13. SEVERABILITY CLAUSE

If any provision of these Terms and Conditions of Sale is found to be invalid by a court of competent jurisdiction, the invalidity of such provision shall not affect the validity of the remaining provisions of these Terms and Conditions of Sale, which shall remain in full force and effect. It is the express intention of the parties that this provision shall not be interpreted as a mere reversal of the burden of proof, but as a contractual waiver of Section 139 of the German Civil Code in its entirety.

14. EXPORT CONTROLS

You will not export or re-export, directly or indirectly, the Products or Services or any related technical information to any destination or person prohibited or restricted by applicable law, including, but not limited to, U.S. export control laws and regulations.

15. APPLICABLE LAW AND JURISDICTION

These Terms and Conditions of Sale and all disputes arising out of or in connection with them (including non-contractual disputes) shall be governed by German law.
You may take legal action with respect to the Products or these Terms of Sale in German courts. If you reside outside of Germany, you may also take legal action with respect to the Products or these Terms of Sale in the EU member state in which you reside. This does not exclude the possibility of taking legal action in other countries.

16. CONTACT

If you have any questions about the products or these Terms of Sale, please contact us by email at support@osso.fitness. Our postal address is OSSO Fitness, Mirker Str. 37, 42105 Wuppertal.

17. ADDITIONAL CONDITIONS

Additional terms and conditions may apply to certain products. In the event of a conflict between these Terms of Sale and the Additional Terms, the Additional Terms shall govern.

Acknowledgment of Risk: The user acknowledges and agrees that engaging in any physical exercise or training activities using the OSSO Device and the associated training program available through the app involves inherent risks. These risks include, but are not limited to, the risk of physical injury, overexertion, and other potential health hazards.

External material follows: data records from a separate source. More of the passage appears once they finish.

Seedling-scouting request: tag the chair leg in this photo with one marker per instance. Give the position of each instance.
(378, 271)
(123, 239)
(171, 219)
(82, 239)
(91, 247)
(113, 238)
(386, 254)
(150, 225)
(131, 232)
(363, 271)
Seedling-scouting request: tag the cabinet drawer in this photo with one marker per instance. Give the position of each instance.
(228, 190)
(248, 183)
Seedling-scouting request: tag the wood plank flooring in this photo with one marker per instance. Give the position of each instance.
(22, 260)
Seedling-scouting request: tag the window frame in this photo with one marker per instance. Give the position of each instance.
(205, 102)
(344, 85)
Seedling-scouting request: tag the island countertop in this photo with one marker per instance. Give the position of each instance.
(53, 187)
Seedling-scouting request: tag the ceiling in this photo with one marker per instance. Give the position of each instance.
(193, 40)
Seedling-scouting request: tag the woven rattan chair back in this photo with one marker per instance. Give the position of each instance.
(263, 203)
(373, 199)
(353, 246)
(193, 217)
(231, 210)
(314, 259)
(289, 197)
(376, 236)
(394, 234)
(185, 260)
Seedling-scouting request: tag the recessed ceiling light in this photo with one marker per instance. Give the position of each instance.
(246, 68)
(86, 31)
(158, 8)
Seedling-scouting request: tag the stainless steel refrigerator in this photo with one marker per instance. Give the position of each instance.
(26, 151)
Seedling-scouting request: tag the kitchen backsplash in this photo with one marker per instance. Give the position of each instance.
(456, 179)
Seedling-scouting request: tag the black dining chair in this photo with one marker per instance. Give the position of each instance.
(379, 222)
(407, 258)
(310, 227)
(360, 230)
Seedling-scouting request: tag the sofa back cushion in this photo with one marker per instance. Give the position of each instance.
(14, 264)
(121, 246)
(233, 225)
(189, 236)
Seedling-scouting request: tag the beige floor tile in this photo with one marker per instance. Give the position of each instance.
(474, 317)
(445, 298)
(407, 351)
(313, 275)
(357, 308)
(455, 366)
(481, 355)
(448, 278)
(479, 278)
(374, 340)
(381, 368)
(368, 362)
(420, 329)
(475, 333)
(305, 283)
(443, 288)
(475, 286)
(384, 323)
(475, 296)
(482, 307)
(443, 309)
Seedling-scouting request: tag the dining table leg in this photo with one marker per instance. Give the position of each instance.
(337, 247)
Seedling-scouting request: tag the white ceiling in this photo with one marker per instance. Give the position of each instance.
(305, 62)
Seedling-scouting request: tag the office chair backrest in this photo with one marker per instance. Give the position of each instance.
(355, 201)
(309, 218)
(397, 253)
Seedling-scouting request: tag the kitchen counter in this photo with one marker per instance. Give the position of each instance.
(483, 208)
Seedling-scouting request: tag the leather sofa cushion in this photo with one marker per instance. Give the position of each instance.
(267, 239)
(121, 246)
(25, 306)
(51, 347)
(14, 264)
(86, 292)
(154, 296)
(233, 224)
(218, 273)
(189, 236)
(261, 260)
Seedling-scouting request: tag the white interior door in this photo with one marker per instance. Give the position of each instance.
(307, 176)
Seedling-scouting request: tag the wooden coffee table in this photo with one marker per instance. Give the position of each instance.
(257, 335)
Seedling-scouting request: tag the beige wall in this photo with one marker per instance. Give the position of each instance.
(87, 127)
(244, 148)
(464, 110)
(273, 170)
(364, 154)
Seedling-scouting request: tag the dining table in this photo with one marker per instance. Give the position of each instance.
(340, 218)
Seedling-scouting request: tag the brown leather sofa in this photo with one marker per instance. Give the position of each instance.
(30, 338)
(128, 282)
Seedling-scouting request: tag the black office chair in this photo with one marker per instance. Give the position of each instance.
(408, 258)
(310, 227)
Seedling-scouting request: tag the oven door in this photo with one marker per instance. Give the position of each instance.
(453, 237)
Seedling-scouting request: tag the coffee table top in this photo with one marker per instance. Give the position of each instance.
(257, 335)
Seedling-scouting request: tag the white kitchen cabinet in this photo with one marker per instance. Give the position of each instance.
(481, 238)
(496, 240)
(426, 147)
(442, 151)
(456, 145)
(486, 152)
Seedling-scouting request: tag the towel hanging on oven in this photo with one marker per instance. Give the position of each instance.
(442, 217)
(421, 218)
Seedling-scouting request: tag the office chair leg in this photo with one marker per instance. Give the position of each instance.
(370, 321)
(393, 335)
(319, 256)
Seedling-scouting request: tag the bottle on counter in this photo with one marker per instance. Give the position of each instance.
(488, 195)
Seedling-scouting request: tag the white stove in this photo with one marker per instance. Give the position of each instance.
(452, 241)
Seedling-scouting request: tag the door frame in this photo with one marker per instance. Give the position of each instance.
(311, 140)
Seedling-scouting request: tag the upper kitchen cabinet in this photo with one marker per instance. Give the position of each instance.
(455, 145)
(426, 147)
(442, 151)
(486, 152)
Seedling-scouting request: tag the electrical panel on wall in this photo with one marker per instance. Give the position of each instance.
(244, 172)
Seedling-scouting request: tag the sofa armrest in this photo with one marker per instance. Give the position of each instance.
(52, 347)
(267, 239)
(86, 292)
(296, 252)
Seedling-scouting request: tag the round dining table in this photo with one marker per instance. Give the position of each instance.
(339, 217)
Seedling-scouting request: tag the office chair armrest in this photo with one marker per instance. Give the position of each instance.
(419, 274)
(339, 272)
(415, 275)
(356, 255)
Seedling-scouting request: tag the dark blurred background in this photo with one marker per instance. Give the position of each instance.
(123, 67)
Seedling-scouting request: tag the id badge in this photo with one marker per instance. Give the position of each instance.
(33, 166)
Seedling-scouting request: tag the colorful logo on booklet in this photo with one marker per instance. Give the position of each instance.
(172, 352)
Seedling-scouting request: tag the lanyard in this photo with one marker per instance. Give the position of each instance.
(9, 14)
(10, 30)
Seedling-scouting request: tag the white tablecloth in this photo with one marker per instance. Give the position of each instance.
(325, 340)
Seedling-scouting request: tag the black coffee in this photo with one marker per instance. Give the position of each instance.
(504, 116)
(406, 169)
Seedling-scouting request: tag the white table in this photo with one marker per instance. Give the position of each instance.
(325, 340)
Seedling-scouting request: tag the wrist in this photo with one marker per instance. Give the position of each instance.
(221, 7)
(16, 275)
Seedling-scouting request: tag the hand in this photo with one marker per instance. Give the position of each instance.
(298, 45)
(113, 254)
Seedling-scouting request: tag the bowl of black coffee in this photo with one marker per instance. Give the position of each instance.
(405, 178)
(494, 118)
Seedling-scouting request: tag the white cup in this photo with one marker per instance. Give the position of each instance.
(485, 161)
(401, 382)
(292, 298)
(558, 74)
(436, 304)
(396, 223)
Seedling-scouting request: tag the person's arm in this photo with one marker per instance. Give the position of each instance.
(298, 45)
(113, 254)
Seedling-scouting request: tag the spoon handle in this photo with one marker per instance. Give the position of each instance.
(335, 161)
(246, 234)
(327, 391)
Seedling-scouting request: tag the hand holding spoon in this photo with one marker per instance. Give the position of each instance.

Assumption of Risk: By using the OSSO Device and participating in the training program, the user voluntarily assumes all risks related to potential injuries or damages that may result. It is recommended that users consult with a healthcare professional before starting any new exercise regimen or using new fitness equipment.

Release of Liability: OSSO Fitness shall not be liable for any injuries, damages, claims, or losses sustained by the user or any third party as a result of the use of the OSSO Device and the associated training program. This includes, but is not limited to, direct, indirect, incidental, punitive, and consequential damages, unless such damages are the result of intentional misconduct or gross negligence by OSSO Fitness.

Careful Use: The user agrees to use the OSSO Device and follow the training program instructions as provided by OSSO Fitness and/or as outlined in the app. Improper use of the device or failure to follow the program guidelines may increase the risk of injury.

Property Damage: OSSO Fitness is not responsible for any damage to property that may occur during the use of the OSSO Device or participation in the training program. The user assumes full responsibility for any such damages.

No Warranties: The OSSO Device and associated training program are provided 'as is' without any warranties, express or implied, including warranties of merchantability or fitness for a particular purpose.